I get very few junk calls on my cell--though why there isn't a "report junk
call" button I don't know. Home gets a steady enough stream to be annoying (2
or 3 a day) but they're easy enough to ignore if I don't recognize the caller
ID.

------
Natsu
The new number on my cell used to belong to someone with a debt. No matter how
often I explain that the person they want is not and never will be available
at this number again, they keep calling as they sell the debt and the info to
new people.

So they continually robocall my cell phone chasing someone who isn't and never
will be at this number. I do not have and never have had any unpaid debts to
begin with.

I had to install a call blocking app and I just keep listing new numbers each
time. It doesn't buy very much peace, but it blocks enough calls to be
worthwhile.

------
arca_vorago
Lobbyist and K-Street are at the core of the problem in the Beltway. I've
spent a long time trying to figure out the root issues there, and I think
short term limits are the best way to prevent this, because here how it
happens.

You get elected on hopes and dreams, and propose a bill, but you are a
freshman. The senior guy you ask to help you sponsor the bill which is only 10
pages long then says he will support you if you add an amendment that says X,
even that amendment has nothing to do with the main bill, and he has been
donated money or promised campaign support by $KSTREETGROUP. If you say no,
you get derailed, the bill never leaves committee, and you have made an enemy.
You agree, and then the floodgates are open for 10 other sitting house members
to throw in their amendments too. Before you know it, your bill is 250 pages
and they removed all your original text and it's no longer your bill. If you
rock the boat, you make enemies and forever get shoved aside.
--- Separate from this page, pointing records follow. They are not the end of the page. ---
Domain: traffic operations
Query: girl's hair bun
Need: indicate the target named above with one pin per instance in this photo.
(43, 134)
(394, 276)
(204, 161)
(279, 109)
Agree and
support the bill _you introduced_ , that is actually now bad legislation, and
all those people say they will help you next time.

In this case, it's more of the, _this bill has to pass, so we can add all
kinds of little tidbits and the public won 't know about them in time to stop
it!_. Then you might have a guy or two who actually put that tidbit in vote no
just so he has some plausible deniability to his constituents who don't know
any better because reports on the hill suck these days.

We need to get rid of excessive riders, last minute riders on big bills,
extend time for public review, and give power back to congress/senate to take
stances without being pushed over politically. The thing is that the lobbyist
will mostly just promise to get the guy fired if they push back too much, or
they will then donate to another guy who's been in for 18 years and get him to
put the pressure on. If we put short term limits (and I don't mean 12 years, I
mean 6 year limits) then you can get people who will do stuff and not care
about getting booted out, because they never had the intention to turn it into
a lifetime job in the first place.

Also, we need to stop the revolving door between the hill and k-street.
Staffers should not be allowed to turn around and go work for them, as Jack
Abramoff put it, once he promised a staffer a job, he found out that they
would do more for him than he even asked them to do!

We have a broken system, and until we address these fundamental problems, all
the other issues people are passionate about will never get fixed properly.
Fix the system first, then work on the more mainstream issues.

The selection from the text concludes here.